Empathie als Zeichen des Menschlichen

Kürzlich hatten wir ein großes Freundestreffen. Vor Corona hatten wir es geschafft, uns jedes Jahr zu sehen; danach war das für eine Weile kaum möglich. Wir kommen aus verschiedenen Ecken Deutschlands zusammen und treffen uns an einem Ort, der für alle ungefähr gleich weit entfernt liegt. Dann reservieren wir einen Tisch in einem Restaurant oder Hotel und verbringen einen heiteren Abend miteinander.

Im Verlauf des Abends spricht jeder mit jedem, und manchmal entstehen spannende Gesprächsthemen. Nicht jedes davon können wir zu Ende führen, manche beginnen nicht einmal richtig. Unsere Treffen sind stets heiter und dauern entweder bis früh in den Morgen oder ein ganzes Wochenende lang. Am Montag kehrt dann jeder in seinen Alltag zurück, und wir versprechen einander, es künftig öfter zu schaffen. Doch am Ende bleibt es meist bei einem Treffen im nächsten Jahr.

Dieses Mal kamen wir über die Serie „Murderbot“ und Philip K. Dicks Roman „Do Androids Dream of Electric Sheep?“ auf die Frage, ob ein Android je „menschlich“ sein kann.
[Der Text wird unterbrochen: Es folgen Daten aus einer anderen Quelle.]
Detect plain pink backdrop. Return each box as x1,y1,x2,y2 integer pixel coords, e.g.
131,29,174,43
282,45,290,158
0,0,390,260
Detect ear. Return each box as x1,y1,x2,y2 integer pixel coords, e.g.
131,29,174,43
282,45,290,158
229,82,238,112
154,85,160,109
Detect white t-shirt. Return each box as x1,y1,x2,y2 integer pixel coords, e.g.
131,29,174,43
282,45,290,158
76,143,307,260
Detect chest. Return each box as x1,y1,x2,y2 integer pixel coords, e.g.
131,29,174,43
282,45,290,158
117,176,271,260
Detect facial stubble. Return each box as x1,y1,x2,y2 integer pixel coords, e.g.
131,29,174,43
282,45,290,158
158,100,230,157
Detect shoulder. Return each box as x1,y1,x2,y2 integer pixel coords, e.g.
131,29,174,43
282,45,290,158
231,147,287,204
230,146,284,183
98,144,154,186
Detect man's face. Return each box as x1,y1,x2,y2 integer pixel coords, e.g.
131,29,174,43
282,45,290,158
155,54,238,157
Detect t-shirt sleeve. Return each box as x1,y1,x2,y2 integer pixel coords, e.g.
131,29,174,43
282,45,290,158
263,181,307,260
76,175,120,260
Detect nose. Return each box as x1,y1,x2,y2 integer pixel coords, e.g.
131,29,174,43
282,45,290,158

Da die Nacht bereits weit fortgeschritten war, verlor sich das Gespräch zunehmend in Abschweifungen und halbfertigen Gedanken, sodass wir nur selten zu wirklicher Tiefe gelangten, auch wenn die Diskussion äußerst unterhaltsam blieb.

Für mich blieb jedoch eine Frage offen: Was bedeutet eigentlich „Menschlichkeit“? Biologisch betrachtet schien die Antwort im Gespräch zunächst eindeutig: Ein Android kann kein Mensch sein, weil er kein biologischer Mensch ist. Darauf konnten wir uns am Ende wohl einigen. Doch damit blieb etwas Wesentliches ungeklärt, nämlich die Frage, ob Menschlichkeit mit Menschsein gleichbedeutend ist.
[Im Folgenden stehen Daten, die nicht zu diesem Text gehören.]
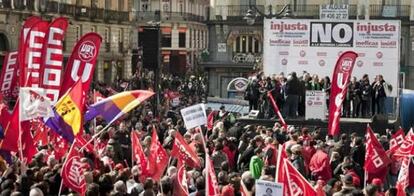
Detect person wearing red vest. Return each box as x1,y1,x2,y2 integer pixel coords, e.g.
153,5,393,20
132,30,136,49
309,143,332,182
263,137,277,166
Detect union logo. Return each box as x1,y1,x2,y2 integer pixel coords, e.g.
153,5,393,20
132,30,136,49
78,41,96,62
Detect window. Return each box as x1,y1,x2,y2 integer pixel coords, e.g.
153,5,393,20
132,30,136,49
118,0,125,11
161,33,171,48
178,33,185,48
105,0,112,10
104,28,111,52
233,35,261,53
75,26,82,41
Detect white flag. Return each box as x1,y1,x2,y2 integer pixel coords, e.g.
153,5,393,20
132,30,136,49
19,87,53,121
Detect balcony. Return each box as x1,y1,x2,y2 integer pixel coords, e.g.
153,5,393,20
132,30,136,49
135,11,207,22
212,4,411,21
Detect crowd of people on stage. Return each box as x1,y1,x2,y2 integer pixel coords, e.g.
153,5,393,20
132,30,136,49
0,69,402,196
245,71,393,118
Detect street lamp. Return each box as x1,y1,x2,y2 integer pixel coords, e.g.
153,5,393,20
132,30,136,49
243,0,293,25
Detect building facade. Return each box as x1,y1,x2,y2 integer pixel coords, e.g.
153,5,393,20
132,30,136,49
133,0,210,75
207,0,414,97
0,0,133,83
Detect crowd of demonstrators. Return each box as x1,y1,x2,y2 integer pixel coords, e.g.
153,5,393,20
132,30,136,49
245,71,393,118
0,66,402,196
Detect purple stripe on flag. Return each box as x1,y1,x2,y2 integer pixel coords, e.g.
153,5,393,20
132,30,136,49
84,101,121,123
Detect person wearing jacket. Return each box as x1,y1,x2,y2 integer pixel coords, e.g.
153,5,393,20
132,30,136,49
249,148,264,180
283,72,301,118
309,143,332,182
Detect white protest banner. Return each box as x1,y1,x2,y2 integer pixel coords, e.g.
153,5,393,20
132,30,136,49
305,91,327,120
263,19,401,97
19,87,53,121
256,180,283,196
181,104,207,129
Diese Frage lässt sich auf zwei Wegen weiterdenken. Einerseits könnte ein Android, obwohl er kein biologischer Mensch sein kann, Eigenschaften besitzen, die wir als menschlich ansehen: Empathie, Fürsorge, Verantwortungsbewusstsein, Mitgefühl, Selbstreflexion oder die Fähigkeit zu leiden. Andererseits führt sie zu der schwierigen Frage, ob ein künstliches Wesen diese Eigenschaften tatsächlich empfindet oder sie lediglich überzeugend nachahmt. Diese Frage nach echtem Fühlen, Bewusstsein und bloßer Nachahmung wäre jedoch ein eigener Schwerpunkt und soll hier nicht weiterverfolgt werden.

Für diesen Text erscheint mir daher eine andere Richtung geeigneter: die Frage nach der Menschlichkeit des Menschen. Verhalten sich Menschen immer menschlich, nur weil sie biologische Menschen sind?
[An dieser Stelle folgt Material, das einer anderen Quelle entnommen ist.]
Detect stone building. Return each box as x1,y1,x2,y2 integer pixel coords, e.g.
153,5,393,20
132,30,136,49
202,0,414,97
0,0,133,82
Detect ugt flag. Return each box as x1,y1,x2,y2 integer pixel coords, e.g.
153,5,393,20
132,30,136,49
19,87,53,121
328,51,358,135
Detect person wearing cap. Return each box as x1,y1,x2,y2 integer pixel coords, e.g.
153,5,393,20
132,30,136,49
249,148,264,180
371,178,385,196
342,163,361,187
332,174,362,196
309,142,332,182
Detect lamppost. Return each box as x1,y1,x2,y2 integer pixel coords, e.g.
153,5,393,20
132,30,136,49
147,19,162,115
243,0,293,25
In Philip K. Dicks Roman „Do Androids Dream of Electric Sheep?“ gibt es den Voigt-Kampff-Test. In ihm dient Empathie als entscheidender Maßstab für Menschlichkeit. Androiden gelten in der Welt des Romans als Wesen, denen genau die Fähigkeit fehlt, auf das Leid anderer empathisch zu reagieren. Doch durch die Figur Rachael unterläuft der Roman diese klare Trennung. Sie besitzt implantierte Erinnerungen und glaubt zunächst selbst, ein Mensch zu sein.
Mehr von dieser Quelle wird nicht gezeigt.